(If you don’t work with links tables such as templatelinks, pagelinks and so on, feel free to ignore this message)
TLDR: The schema of links tables (starting with templatelinks) will change to have numeric id pointing to linktarget table instead of repeating namespace and title.
Hello,
The current schema and storage of most links tables are: page id (the source), namespace id of the target link and title of the target. For example, if a page with id of 1 uses Template:Foo, the row in the database would be 1, 6, and Foo (Template namespace has id of 6)
Repeating the target’s title is not sustainable, for example more than half of Wikimedia Commons database is just three links tables. The sheer size of these tables makes a considerable portion of all queries slower, backups and dumps taking longer and taking much more space than needed due to unnecessary duplication. In Wikimedia Commons, on average a title is duplicated around 100 times for templatelinks and around 20 times for pagelinks. The numbers for other wikis depend on the usage patterns.
Moving forward, these tables will be normalized, meaning a typical row will hold mapping of page id to linktarget id instead. Linktarget is a new table deployed in production and contains immutable records of namespace id and string. The major differences between page and linktarget tables are: 1- linktarget values won’t change (unlike page records that change with page move) 2- linktarget values can point to non-existent pages (=red links).
The first table being done is templatelinks, then pagelinks, imagelinks and categorylinks will follow. During the migration phase both values will be accessible but we will turn off writing to the old columns once the values are backfilled and switched to be read from the new schema. We will announce any major changes beforehand but this is to let you know these changes are coming.
While the normalization of all links tables will take several years to finish, templatelinks will finish in the next few months and is the most pressing one.
So if you:
-
… rely on the schema of these tables in cloud replicas, you will need to change your tools. -
… rely on dumps of these tables, you will need to change your scripts.
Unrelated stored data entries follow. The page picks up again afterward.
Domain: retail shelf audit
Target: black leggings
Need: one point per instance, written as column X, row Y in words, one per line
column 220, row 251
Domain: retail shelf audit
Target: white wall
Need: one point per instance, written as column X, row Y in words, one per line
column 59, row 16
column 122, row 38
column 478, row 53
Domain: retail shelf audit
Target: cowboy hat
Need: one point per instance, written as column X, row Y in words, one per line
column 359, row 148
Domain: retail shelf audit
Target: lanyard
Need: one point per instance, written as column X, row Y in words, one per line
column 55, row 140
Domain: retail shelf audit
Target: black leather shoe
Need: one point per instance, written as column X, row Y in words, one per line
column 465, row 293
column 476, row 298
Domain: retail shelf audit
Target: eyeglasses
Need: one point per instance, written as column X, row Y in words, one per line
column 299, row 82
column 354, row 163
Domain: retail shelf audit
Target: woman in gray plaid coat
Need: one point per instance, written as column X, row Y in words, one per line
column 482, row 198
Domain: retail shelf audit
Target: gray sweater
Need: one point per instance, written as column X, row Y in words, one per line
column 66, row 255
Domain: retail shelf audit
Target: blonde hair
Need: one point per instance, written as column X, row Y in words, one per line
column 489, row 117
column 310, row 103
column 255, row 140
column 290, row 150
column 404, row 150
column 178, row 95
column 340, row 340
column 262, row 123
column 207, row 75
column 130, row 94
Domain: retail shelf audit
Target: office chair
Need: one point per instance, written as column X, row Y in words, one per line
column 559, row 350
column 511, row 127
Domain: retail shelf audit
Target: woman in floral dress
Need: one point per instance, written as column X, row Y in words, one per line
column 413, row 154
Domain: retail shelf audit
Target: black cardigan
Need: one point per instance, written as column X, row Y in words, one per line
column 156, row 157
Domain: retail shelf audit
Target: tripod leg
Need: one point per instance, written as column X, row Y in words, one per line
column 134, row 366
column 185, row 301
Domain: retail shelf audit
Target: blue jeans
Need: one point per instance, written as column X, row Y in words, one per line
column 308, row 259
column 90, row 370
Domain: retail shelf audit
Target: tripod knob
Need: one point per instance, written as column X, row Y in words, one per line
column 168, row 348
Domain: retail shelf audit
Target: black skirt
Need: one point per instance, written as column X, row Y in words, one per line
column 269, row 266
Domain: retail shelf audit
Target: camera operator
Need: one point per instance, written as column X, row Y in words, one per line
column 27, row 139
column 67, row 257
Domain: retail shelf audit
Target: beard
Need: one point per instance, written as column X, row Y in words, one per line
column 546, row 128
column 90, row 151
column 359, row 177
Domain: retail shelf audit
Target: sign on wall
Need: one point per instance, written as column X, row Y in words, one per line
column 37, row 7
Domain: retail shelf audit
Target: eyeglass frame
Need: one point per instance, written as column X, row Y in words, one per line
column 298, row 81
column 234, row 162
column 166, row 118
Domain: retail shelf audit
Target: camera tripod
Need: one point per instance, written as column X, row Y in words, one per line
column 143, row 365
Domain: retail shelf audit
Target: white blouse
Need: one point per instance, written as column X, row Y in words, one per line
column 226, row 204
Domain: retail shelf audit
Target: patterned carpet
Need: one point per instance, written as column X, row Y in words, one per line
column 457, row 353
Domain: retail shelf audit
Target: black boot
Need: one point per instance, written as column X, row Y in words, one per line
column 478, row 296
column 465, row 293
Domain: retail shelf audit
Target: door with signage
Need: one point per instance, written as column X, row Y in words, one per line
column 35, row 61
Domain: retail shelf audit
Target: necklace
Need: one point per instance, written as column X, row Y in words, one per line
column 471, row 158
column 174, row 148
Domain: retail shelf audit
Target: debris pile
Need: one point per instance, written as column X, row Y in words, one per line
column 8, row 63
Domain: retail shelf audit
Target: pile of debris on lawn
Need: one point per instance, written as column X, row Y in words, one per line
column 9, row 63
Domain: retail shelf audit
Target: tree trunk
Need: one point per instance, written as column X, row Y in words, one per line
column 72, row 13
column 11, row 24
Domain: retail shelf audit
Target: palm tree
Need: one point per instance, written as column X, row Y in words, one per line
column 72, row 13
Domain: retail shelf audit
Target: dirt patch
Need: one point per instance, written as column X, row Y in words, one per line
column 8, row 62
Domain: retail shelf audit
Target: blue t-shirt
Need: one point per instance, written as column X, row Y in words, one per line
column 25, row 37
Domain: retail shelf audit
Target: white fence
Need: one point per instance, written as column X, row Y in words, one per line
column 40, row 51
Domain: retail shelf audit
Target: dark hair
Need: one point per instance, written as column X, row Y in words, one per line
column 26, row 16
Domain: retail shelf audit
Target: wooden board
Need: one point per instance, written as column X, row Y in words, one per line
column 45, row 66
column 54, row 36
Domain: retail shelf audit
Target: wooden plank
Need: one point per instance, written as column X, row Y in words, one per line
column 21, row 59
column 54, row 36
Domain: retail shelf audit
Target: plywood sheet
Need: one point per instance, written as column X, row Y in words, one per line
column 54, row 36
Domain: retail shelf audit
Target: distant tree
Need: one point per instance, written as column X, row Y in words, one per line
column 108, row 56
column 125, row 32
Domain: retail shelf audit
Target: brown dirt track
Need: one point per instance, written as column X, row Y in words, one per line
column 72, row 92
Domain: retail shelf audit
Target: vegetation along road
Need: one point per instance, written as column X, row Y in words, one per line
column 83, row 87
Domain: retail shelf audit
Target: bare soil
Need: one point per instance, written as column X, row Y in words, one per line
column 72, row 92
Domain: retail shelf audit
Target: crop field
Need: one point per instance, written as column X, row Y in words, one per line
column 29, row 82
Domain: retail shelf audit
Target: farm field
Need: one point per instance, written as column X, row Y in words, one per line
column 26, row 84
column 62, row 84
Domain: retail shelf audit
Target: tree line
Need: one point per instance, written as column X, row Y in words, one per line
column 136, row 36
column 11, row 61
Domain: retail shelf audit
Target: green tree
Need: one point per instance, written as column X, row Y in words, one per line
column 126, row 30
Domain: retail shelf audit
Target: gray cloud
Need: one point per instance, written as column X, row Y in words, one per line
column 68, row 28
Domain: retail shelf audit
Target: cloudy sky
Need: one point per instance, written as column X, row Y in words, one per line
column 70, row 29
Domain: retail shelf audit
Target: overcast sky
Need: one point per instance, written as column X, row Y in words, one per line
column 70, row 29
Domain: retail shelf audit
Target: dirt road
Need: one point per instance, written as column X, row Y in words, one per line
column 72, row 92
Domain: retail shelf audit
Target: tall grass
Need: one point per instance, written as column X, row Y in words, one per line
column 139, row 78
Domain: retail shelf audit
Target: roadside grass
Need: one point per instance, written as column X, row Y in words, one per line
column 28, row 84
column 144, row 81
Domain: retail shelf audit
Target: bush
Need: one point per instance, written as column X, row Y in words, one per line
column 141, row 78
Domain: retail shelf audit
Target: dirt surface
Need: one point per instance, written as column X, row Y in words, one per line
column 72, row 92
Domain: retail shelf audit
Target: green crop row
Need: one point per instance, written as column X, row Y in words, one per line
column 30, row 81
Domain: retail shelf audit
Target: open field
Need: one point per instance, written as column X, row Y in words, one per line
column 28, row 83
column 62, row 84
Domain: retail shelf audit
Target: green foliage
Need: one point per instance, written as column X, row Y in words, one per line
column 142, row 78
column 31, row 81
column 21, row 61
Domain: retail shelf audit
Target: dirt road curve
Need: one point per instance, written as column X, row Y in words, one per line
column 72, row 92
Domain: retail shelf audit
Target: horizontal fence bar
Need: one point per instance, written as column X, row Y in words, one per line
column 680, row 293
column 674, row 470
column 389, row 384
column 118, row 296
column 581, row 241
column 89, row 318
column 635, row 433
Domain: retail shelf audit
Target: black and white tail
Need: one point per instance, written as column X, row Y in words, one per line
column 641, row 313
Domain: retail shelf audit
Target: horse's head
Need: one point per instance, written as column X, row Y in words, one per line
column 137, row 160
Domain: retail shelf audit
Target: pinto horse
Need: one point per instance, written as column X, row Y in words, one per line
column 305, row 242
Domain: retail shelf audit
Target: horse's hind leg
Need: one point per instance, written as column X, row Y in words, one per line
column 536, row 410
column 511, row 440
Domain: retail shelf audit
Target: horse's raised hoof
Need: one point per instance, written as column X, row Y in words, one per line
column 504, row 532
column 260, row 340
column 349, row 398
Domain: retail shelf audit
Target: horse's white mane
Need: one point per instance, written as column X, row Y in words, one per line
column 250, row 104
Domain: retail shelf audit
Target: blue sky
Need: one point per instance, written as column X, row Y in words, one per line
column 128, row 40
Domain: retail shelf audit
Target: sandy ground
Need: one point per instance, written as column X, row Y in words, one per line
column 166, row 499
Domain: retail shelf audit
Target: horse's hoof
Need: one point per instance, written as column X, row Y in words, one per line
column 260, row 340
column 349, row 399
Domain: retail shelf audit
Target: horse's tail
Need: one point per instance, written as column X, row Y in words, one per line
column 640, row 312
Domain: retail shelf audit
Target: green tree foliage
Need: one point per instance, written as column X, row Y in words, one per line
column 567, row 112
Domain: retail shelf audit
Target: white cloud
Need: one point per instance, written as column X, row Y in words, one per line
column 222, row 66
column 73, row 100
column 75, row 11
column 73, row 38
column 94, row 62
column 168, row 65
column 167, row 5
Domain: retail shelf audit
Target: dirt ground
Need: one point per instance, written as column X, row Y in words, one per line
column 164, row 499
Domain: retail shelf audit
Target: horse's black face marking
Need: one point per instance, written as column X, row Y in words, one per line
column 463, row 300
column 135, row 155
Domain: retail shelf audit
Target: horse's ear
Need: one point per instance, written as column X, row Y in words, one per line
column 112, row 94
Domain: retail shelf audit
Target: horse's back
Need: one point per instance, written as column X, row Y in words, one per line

Currently, templatelinks writes to both data schemes for new rows in most wikis. This week we will start backfilling the data with the new schema but it will take months to finish in large wikis.
You can keep track of the general long-term work in https://phabricator.wikimedia.org/T300222 and the specific work for templatelinks in https://phabricator.wikimedia.org/T299417. You can also read more on the reasoning in https://phabricator.wikimedia.org/T222224.
Thanks